Attempts at teaching the actual virtue of tolerance run the gamut, from cheap and microaggressive2 to those that provoke genuine encounter. The latter requires some crucial elements: space that is compassionate and brutally honest, where people can speak their minds and hearts without fear of punishment; space that invites the resonance of all voices, allowing the marginalized and invisibilized ones to speak a bit more, so as to counteract those subtle, silencing forces; space that is not about solving any problems initially, lest it become preoccupied with the problem rather than with authentic and transformative human dialogue.

Tolerance, however, can only take us so far, and herein lies the problem, as summarized by Teaching Tolerance’s quoting of the Reverend Martin Luther King, Jr. on its website, where it states that he “used the Greek term ‘agape’ to describe a universal love that ‘discovers the neighbor in every man it meets.’”

In short, here we see a blatant secularization of a devout Jesus-freak, one that erases the cruciality of King’s religious imagination to his overarching mission. It was love for Christ that motivated King to persevere through a house-bombing, love for Christ that drove him to embrace active non-violent resistance as the means to pioneer real change in the civil rights movement. To silence the man’s Christianity -- and to silence the Christian worldview that gave rise to the events of a half-century ago -- is another act of invisibilization. In a world whose media tends to highlight the brutal weaponization of religion, we don’t necessarily like to acknowledge its liberating potential.

Agape is more than tolerance, greater and deeper and richer than mere respect. Respect permits human beings to coexist in the same space, but it can also be reduced to a shallowness that permits me to hold my neighbor at arm’s length; I can respect someone without engaging them. Tolerance, if made the preeminent virtue we strive for, can maintain boundaries for the sake of diverse folks peaceably co-occupying the same space. Oppression can fill a community or a country, even though tolerance be espoused.

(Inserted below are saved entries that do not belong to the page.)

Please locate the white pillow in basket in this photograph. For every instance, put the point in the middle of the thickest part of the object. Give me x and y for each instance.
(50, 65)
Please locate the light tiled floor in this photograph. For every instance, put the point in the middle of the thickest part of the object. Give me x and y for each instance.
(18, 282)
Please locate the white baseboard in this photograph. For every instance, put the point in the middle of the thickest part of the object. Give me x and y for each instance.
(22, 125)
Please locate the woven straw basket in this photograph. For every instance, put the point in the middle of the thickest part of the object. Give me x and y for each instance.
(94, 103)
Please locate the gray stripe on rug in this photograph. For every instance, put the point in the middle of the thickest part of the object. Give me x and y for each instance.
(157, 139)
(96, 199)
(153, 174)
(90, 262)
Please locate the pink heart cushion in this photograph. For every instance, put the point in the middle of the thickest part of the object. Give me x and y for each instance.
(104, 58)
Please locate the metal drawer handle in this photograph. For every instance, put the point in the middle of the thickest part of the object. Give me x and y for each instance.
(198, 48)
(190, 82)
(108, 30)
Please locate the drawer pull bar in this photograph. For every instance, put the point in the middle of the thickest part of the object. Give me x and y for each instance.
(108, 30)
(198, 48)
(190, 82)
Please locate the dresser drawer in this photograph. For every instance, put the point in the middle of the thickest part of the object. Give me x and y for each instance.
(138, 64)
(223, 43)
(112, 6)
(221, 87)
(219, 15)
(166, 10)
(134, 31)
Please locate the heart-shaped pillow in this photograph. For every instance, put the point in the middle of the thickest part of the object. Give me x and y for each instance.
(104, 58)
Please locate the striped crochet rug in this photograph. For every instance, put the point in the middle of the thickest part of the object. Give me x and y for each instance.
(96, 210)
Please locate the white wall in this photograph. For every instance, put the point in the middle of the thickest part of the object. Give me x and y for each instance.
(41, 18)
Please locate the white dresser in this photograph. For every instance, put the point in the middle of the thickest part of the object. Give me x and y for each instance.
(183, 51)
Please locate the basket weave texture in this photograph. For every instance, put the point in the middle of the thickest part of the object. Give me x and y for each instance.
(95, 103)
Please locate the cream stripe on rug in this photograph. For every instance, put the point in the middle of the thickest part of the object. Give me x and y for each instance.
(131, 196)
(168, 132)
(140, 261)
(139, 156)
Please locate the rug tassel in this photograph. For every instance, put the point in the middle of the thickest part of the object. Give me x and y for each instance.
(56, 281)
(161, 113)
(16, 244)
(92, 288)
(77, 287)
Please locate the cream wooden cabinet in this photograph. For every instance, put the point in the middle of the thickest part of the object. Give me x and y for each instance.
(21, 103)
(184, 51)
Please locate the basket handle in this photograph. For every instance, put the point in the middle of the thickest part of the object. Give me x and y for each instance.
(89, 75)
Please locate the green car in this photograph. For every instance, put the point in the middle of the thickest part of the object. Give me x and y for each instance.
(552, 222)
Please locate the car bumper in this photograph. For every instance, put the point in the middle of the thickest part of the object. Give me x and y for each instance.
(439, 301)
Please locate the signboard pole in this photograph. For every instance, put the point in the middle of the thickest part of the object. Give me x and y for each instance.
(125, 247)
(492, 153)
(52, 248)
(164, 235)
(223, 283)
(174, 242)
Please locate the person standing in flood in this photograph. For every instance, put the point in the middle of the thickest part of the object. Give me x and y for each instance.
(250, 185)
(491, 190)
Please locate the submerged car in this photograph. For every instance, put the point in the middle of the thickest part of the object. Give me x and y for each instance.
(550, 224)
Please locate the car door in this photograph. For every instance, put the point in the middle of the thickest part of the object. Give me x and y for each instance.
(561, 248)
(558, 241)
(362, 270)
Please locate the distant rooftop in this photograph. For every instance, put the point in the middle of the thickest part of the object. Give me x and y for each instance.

Civil law, without the introduction of personal belief systems into the pluralistic foray, is limited by the fact that it cannot truly inculcate authentic virtue within its citizenry. On its own, secular law can do little more than prevent us from doing harm to one another. It cannot make us better, only less worse. And so, I have to wonder if the entire project of Teaching Tolerance might be forfeit in the sense that without returning to the religious roots of the civil rights movement, its inspiration, it will never be able to accomplish what the Reverend Martin Luther King, Jr. and his colleagues hoped for.

In this, Catholic schools have a definite advantage, because we have the tradition of Catholic Social Teaching, a stunningly beautiful corpus of thought that holds agape as made known through Jesus at its center. Though we might fail to live it out in application, and though we’re still figuring out how to use it within the American legal system, the beatific vision of the heavenly banquet at which all are welcome presents a dream far more vibrant and colorful than that of potentially lukewarm tolerance. May we know the God of all mercy and of all liberation in this work.

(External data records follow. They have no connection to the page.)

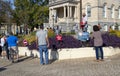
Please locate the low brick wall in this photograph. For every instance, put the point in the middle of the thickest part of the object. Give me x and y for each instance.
(69, 53)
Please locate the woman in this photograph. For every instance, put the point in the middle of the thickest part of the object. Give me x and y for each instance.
(98, 42)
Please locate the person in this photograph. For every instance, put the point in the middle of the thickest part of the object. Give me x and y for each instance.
(83, 37)
(59, 39)
(98, 43)
(99, 26)
(84, 23)
(12, 43)
(42, 43)
(57, 31)
(3, 45)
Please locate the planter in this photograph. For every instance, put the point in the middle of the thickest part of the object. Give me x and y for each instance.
(69, 53)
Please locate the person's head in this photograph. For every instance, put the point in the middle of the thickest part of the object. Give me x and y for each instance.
(95, 28)
(41, 26)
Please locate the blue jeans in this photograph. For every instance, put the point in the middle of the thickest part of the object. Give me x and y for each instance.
(99, 52)
(43, 49)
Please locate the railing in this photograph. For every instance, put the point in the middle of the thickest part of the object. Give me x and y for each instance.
(51, 2)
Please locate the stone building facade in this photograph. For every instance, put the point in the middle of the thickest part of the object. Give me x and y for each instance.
(66, 13)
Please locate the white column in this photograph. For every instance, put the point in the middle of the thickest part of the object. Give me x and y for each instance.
(64, 11)
(70, 11)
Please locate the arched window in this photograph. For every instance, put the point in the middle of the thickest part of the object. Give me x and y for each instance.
(104, 11)
(112, 11)
(88, 10)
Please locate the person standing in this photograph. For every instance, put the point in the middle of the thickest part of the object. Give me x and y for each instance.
(42, 43)
(3, 44)
(98, 43)
(84, 25)
(13, 43)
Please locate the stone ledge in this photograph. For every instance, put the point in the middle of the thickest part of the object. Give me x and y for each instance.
(70, 53)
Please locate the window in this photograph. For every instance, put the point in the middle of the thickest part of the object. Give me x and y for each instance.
(88, 10)
(104, 11)
(112, 12)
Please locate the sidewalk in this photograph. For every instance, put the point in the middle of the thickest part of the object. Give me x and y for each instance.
(71, 67)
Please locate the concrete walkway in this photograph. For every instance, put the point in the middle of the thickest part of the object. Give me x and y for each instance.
(71, 67)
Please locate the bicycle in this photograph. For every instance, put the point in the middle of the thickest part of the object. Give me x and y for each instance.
(12, 53)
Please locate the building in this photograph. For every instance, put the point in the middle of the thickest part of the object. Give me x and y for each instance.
(66, 13)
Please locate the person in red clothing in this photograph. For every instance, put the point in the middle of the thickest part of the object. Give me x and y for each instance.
(59, 39)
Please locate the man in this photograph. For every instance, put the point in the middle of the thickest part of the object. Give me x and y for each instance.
(43, 44)
(12, 43)
(83, 37)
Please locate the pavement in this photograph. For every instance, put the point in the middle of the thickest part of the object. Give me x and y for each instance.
(71, 67)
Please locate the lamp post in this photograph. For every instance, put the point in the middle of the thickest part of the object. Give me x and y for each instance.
(53, 20)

1 See the Netflix documentary “13th” for a mind-blowing take on the perpetuation of slavery into the 21st century.



2 For those uninitiated into conversations surrounding race, Merriam-Webster defines “microagression” thusly: “a comment or action that subtly and often unconsciously or unintentionally expresses a prejudiced attitude toward a member of a marginalized group (such as a racial minority)”. Examples of this would include assuming that a person of color loves a particular sort of food or speaks a certain language based on physical appearance, or asking to touch an “exotic” person of color’s hair, or telling a person of color they’re attractive “for a [insert ethnicity here] person”.